Newswise — Marine heatwaves, driven by climate change, are becoming more frequent and intense worldwide. Although we know that heatwaves kill marine organisms and have devastating effects on ecosystems, there is currently no way to predict these effects or help ecosystems adapt.
An international team of marine scientists from Hong Kong, Japan, and Canada, led by Dr Bayden D RUSSELL (Associate Director of the Swire Institute of Marine Science and Associate Professor from the School of Biological Sciences, the University of Hong Kong), including Dr Ben HARVEY (University of Tsukuba), Dr Katie MARSHALL and Professor Christopher HARLEY (University of British Columbia), have developed a new framework to allow us to not only understand the effects of marine heatwaves, but potentially predict their effects before they occur. This new method will allow researchers worldwide to identify the key biological traits of marine species in their region and predict how they are likely to be stressed by heatwaves. Most importantly, using this trait-based approach will allow managers and policy makers to identify the key species which are needed to support ecosystem function and develop strategies to help mitigate the damage caused by heatwaves.
Identifying the survivors: the future of marine ecosystems
Marine heatwaves are discrete heating events in which marine waters heat up to 6°C above normal and can last from days to months. Such high temperatures cause stress to animals and seaweeds, often killing them and in some cases driving range contractions to cooler waters. At the same time, tropical species will move into these colder waters as they warm and alter these ecosystems, sometimes irreversibly. The authors identified that key functional traits, such as heat tolerance, dispersal ability, feeding habits, and behavioural traits potentially affecting ecosystem characteristics, could be used to more accurately identify both how species will be affected by heatwaves and how this would change marine ecosystems.
According to the authors, identifying the functional traits of the resident faunal and floral assemblages is crucial for assessing the vulnerability of marine ecosystems to change and for designing effective management, conservation, and restoration plans. Until now, there has been no framework from which to predict the potential effect of marine heatwaves and prepare for their onset. This new approach allows the identification of key species which support complex ecosystems, such as seaweeds, corals, grazing fish or urchins, and to tailor management towards these species to enhance resistance to heatwaves, re-establishment after them, and ultimately support function of coastal ecosystems.

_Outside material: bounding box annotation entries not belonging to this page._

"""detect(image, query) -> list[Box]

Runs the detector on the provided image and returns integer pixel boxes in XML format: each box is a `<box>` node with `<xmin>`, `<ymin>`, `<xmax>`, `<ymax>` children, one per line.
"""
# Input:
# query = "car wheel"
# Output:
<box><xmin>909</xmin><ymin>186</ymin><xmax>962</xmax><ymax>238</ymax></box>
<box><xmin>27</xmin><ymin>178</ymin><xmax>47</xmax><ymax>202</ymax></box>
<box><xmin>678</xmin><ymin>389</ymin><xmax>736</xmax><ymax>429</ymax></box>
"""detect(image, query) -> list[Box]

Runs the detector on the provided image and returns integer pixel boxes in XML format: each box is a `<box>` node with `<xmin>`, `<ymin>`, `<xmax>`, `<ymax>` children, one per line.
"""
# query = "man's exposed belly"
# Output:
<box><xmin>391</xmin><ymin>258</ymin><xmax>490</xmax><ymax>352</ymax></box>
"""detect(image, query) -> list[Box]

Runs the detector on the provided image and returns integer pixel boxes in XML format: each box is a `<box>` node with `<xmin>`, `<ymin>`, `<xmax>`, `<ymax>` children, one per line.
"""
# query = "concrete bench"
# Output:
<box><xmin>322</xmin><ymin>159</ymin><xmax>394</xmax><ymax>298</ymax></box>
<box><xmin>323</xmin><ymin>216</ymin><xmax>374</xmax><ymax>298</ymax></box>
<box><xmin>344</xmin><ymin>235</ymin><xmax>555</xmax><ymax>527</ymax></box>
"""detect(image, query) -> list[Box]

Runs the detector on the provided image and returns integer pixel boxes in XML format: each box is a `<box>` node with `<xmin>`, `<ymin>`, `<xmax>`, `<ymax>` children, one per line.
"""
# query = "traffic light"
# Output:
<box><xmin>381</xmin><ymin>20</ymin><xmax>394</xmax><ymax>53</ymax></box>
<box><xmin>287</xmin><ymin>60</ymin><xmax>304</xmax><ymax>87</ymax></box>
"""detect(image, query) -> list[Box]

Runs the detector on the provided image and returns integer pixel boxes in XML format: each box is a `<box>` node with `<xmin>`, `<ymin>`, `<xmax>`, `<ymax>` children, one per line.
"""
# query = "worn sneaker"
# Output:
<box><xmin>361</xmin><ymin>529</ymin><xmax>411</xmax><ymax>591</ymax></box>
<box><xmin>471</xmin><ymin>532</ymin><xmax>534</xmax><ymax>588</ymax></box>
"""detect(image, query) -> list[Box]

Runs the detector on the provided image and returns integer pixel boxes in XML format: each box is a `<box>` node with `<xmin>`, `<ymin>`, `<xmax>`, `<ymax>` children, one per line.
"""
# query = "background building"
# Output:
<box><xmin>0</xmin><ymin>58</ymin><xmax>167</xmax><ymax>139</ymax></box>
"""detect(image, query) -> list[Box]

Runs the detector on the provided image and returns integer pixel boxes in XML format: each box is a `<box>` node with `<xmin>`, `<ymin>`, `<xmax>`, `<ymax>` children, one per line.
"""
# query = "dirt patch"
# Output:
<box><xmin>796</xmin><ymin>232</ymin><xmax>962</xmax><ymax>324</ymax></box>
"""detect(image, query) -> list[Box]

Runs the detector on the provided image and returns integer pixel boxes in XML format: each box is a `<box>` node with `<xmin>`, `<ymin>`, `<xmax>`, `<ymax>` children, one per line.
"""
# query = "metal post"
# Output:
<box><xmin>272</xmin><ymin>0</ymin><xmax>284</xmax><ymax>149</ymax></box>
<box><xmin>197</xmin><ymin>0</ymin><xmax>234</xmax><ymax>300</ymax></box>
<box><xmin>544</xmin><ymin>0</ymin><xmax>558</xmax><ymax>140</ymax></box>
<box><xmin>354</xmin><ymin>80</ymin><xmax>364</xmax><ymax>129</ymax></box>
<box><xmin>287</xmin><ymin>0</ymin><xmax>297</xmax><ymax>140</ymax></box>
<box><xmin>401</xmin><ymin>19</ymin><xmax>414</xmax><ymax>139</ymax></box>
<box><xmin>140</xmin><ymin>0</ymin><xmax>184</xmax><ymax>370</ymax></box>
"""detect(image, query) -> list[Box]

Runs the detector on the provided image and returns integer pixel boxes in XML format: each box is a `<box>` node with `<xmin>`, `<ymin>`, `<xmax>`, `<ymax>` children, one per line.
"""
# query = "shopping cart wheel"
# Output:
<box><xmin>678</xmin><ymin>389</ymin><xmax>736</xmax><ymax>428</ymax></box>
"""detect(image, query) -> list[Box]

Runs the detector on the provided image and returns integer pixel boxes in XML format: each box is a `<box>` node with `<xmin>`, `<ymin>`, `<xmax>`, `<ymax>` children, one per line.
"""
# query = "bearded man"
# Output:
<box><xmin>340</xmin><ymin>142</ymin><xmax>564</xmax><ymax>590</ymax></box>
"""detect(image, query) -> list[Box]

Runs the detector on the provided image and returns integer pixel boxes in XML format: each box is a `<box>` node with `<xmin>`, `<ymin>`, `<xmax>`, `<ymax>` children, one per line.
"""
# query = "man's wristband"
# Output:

“Unlike the current approach that is used to project the impacts of marine heatwaves, the integration of trait-based approaches at multiple time scales allows us to use measurable and ecologically meaningful features of organisms, from individual physiological responses to biological interactions, to predict ecological patterns in space and time,” said Dr Bayden Russell. “We can now have a better understanding of how extreme events will drive patterns of geographic distribution, local abundance, and functional diversity of important species.”
“Using this approach will enable more targeted management of marine species to enhance community resilience under climate change,” added Dr Ben Harvey.